Necdet, bu insanlardan biraz ayrı bir karakterde olsa da sinik ve aciz yanı O’nu bu ortamın hep kenarlarında dolaştırır. Leyla’nın peşinden savrulurken, Leyla’nın işgal günlerinin gece hayatına ve sefahat inanlarına kendini bırakmasını izler ve kendini daha da küçük hisseder. Kinle, öfkeyle de dolsa yine de Leyla’dan uzun süre kopamaz. Aslında Anadolu’nun farkındadır hatta orada olmak, milletinin verdiği yaşam mücadelesine katılmak istemektedir içten içe. Bu mücadeleyi veren halkını, “... babaları savaşa gitmiş yavrularının beşiğini sallayan temiz ve sabırlı kadınlar, vücutlarını Allah tarafından kendilerine teslim edilmiş bir kutsal emanet gibi saklayan genç kızlar, bunların üstüne şefkatle titreyen nur yüzlü nineler ve Anadolu’ya dair son iyi haberleri bildiren gazeteyi bir muska gibi devşirip cebine yerleştirdikten sonra sanki kendisini bütün dünyanın hazinelerine sahip bir adam kadar mesut hisseden fakir vatandaşlar” diye anlatarak onlara büyük saygı beslemektedir. Kitabın sonuna doğru aşkın etkisinden kurtuldukça canlanan yepyeni toplumsal dalgaya, Kurtuluş Savaşı’na, kendini verir. Hatta roman karakterlerinin içinde Türklerin kazandıkları savaşa sevinen iki kişiden biridir. Çünkü, “bu genç adam, yalnız memlekete ait umumi kinlerin hıncını değil, doğrudan doğruya kendi şahsi acılarının da intikamını alıyordu.”
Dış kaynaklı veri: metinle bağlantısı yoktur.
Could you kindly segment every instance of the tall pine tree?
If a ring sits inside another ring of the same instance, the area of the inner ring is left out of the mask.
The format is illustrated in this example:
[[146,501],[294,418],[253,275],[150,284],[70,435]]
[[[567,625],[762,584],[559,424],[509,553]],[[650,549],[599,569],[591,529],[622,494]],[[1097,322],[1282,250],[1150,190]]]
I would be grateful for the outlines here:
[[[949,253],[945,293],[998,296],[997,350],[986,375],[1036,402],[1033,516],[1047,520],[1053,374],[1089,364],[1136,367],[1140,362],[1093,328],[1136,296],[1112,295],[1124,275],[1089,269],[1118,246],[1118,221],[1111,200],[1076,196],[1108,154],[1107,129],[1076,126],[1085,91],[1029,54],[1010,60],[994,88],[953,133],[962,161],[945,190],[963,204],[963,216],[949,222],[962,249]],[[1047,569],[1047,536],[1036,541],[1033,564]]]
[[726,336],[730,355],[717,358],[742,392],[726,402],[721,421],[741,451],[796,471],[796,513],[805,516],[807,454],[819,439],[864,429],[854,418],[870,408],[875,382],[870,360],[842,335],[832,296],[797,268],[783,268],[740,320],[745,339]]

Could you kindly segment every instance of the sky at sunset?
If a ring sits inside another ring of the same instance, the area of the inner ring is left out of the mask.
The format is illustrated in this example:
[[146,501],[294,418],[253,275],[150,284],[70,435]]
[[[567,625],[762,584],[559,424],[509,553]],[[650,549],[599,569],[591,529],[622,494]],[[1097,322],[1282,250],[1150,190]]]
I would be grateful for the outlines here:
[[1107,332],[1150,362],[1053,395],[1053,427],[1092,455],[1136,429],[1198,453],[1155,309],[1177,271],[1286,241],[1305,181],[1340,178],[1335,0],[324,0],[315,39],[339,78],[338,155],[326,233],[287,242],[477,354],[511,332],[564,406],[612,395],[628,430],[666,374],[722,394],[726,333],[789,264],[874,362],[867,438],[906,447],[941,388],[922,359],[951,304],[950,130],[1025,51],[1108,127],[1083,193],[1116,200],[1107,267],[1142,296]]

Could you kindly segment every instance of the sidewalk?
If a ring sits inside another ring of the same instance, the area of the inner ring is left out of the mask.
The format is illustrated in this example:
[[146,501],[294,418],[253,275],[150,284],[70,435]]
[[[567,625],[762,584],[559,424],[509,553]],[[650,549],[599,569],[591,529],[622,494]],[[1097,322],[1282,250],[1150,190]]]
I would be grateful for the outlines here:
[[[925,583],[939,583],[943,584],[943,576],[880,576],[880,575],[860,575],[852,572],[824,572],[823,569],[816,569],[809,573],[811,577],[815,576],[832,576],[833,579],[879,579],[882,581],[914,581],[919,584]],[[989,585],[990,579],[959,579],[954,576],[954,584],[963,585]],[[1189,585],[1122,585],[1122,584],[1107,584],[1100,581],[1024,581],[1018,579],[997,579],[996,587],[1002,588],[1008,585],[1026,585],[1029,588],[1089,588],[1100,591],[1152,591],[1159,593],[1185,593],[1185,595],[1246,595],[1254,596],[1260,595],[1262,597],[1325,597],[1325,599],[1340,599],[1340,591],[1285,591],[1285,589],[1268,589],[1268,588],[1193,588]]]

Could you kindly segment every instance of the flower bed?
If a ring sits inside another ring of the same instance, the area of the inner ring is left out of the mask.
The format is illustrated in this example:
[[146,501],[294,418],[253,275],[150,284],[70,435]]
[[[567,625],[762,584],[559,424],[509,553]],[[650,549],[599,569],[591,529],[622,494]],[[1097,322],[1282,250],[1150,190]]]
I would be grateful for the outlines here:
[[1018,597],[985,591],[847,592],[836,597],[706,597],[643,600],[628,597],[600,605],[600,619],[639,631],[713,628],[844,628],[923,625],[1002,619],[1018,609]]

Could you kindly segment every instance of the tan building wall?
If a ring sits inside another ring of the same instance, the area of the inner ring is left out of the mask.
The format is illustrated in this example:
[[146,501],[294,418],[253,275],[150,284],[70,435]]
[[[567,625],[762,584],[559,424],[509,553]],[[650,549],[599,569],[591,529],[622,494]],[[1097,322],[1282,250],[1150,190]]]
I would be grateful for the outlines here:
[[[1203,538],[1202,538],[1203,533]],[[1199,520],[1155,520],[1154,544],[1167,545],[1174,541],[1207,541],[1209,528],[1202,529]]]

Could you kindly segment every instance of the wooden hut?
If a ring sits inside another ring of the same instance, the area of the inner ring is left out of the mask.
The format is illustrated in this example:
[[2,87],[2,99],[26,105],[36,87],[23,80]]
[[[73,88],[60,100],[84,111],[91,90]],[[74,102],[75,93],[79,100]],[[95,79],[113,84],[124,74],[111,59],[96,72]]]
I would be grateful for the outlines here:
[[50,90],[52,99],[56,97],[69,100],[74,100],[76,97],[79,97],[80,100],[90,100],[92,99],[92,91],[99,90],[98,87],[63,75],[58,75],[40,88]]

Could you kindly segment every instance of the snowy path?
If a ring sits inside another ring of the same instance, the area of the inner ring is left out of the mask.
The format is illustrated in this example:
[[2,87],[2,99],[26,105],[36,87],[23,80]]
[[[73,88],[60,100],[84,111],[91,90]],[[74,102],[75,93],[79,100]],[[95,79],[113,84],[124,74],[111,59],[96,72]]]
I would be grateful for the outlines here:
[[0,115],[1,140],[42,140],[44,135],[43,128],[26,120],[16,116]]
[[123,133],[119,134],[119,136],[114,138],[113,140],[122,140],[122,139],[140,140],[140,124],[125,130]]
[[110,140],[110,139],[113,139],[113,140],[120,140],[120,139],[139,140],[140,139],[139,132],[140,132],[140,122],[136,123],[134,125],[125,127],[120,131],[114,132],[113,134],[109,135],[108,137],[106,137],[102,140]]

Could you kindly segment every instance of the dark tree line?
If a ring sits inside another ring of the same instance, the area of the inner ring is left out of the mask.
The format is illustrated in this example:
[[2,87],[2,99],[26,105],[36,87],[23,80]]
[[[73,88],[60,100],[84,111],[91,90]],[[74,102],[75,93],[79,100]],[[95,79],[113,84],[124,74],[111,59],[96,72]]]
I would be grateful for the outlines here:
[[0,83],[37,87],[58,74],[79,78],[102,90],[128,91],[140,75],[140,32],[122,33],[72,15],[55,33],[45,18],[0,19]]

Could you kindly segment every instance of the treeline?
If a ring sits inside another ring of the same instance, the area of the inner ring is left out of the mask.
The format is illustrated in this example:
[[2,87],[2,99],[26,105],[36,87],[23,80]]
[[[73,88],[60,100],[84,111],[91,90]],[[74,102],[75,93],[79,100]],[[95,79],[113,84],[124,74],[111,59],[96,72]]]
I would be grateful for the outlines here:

İstanbul’un bu hali İngiliz askerlerini bile iğrendirmektedir. Romanın en yakışıklı ve sükseli askeri Captain Jackson Read, “...Buradan gitmek istiyorum. Şark semasının bu çiğ aydınlığı, bu yaygaracı insanları, bu pis, bu kokmuş şehir bana bir tiksinti vermeye başladı.” diyerek yaşadığı İstanbul’ anlatır. Diğer İngiliz asker Marlow ise İstanbul’da yaşadığı dönemdeki Türkleri anlatırken “Bunlar ne olduklarını bilmeyen birtakım mahluklardı. Henüz hangi milletten olduğu anlaşılmayan ve bugünlerde sanırım, Türk olmadığını ispata çalışan Madam Jimson gibi bütün tanıdığınız erkek ve kadınlara birre sosyal “gilat-ı hilkat” gözüyle bakılabilir. Her milletin içinden soysuzlar çıkabilir.” diyerek romanda anlatılan Türklerin aslında ne kadar küçümsenecek insan karakterleri olduğunu anlatır.